Review of the Decline of Artisanal Fisheries along the Arabian Sea Coast, Pakistan (Extended Abstract)
Muhammad Naeem Khan
Pakistan’s coastline forming the northern boundary of the Arabian Sea is about 990 km long having 22,820 km2 of territorial waters, which include the 320-km-long Sindh coast bordering with India in the east and the 670-km-long Baluchistan’s Makran coast bordering with Iran in the west (Figure 1). While the deep-sea fisheries in Pakistan’s exclusive economic zone are managed by the federal government of Pakistan, the 12-nautical-miles coastal zone, reserved for the exclusive use of small-scale artisanal fishers, is the domain of the provincial governments of Sindh and Baluchistan. The paper describes the poor state of artisanal fisheries in Pakistan by giving a short overview of the factors causing the decline with a focus on the rapid deforestation of mangroves in the Indus River delta, belatedly declared a protected Ramsar site.
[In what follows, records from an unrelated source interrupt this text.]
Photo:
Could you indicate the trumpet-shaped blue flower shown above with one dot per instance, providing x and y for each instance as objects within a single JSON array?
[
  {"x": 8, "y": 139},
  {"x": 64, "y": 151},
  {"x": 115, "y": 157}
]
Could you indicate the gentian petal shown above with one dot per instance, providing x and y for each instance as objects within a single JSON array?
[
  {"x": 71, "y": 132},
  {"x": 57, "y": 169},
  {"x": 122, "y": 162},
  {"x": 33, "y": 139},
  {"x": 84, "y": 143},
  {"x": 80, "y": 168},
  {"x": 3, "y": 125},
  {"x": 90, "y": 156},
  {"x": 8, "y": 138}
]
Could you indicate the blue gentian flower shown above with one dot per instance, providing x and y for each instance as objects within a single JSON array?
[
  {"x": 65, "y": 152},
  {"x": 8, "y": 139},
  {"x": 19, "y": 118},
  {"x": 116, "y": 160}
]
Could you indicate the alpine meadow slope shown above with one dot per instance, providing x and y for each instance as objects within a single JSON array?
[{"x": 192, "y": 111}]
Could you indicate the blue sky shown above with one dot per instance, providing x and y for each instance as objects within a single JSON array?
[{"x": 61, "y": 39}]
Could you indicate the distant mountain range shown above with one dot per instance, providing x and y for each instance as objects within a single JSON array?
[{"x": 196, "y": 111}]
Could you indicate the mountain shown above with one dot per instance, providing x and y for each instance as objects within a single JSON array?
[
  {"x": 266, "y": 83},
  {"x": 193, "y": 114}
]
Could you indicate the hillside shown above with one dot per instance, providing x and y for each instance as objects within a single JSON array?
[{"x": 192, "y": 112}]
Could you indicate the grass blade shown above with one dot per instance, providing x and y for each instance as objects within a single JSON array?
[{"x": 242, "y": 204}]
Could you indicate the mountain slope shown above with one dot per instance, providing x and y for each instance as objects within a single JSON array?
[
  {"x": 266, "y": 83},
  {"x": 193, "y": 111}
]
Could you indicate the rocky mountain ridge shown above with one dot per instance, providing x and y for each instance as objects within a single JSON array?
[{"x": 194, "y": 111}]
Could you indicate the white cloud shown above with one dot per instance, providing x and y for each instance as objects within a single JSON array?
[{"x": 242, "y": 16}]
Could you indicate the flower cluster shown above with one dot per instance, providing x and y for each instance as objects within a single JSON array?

Most of the Pakistan coastline, except the Sindh coast of the Indus River delta, is arid with scanty clusters of fishing villages and landing sites at Thatha, Badin, Ormara, Pasni, Gwader and Jiwani sea ports. These poor fishing communities are engaged with small-scale artisanal fisheries as natural fish stocks in these coastal waters have drastically declined during the last two to three decades due to mangrove deforestation, overfishing, aquatic pollution, and other anthropogenic activities. As a consequence, almost 79% of these fishing communities now live below the poverty line (Mangroves for the Future 2010). The traditional fishing methods were generally considered environmentally friendly as they did not harm the ecosystem. However, the introduction of new mechanized boats and technologies equipped with nets made of nylon having finer mesh size are becoming harmful to the environment and sustainable fish stocks. The poverty-resource degradation nexus is further contributing to this decline in natural resources, thereby reinforcing the poverty of the artisanal fisher (Khan and Khan 2011).